Prima di celebrare la Messa conclusiva di questa terza e intensa giornata della 34ª Conferenza animatori, il Vescovo ha espresso due pensieri. Il primo è stato una promessa: quella di celebrare la Santa Messa per tutte le intenzioni dei presenti. Il secondo è stato una richiesta personale: la preghiera affinché il suo ministero «sia sempre una paternità nei confronti di tutti, sia laici che religiosi», e che sia sempre a servizio della verità.

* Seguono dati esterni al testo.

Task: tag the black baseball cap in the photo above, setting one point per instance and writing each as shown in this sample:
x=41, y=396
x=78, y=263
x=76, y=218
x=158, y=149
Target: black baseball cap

«Non abbandonarmi, Signore mio Dio!», così è iniziata la Liturgia della Parola. Una preghiera – ha detto nel corso dell’omelia –, una supplica che ricorre spesso nei Salmi e nella Bibbia. Una delle esperienze più drammatiche dell’uomo di oggi – ha continuato il Vescovo – è infatti la paura ricorrente di sentirsi soli e abbandonati nei momenti di difficoltà. Ma Dio, ancora una volta, torna a ricordarci con fermezza e amore, che mai ci abbandona. Attraverso le parole del Vangelo, infatti, Zaccheo, uomo di piccola statura, sale su un sicomoro per scorgere Gesù. Tante sono state le interpretazioni di questo passo, ma mons. D’Ercole, in questa occasione, ci invita a quella che forse è la più semplice: Zaccheo è “piccolo” a causa della sua superbia e presto si rende conto di avere fame e sete di Dio. E proprio Dio lo invita a scendere dall’albero per incontrarlo nella sua stessa dimora. «Evangelizzazione – ha continuato il Vescovo de L’Aquila – è proprio questo: l’incontro personale con Gesù, che ci consente di entrare in contatto con tutta la sua potenza». Se non è forte l’amore verso Dio, non saremo mai capaci di essere strumento che trasmette il suo stesso amore. E concludendo la sua omelia, mons. D’Ercole ha esortato i presenti con le stesse parole di Paolo ai Tessalonicesi: «Prego affinché siate degni della chiamata di Dio e perché possa compiersi in voi la sua opera». Lo Spirito Santo trasformerà in bellezza, in opera d’arte, ogni cosa. E prima di benedire l’assemblea, ha voluto sottolineare il bisogno di non perdere mai la fiducia in Dio che è amore, anche se i tempi che verranno saranno difficili. Ma dove arriva la benedizione di Dio, il demonio, ogni sorta di male, fugge.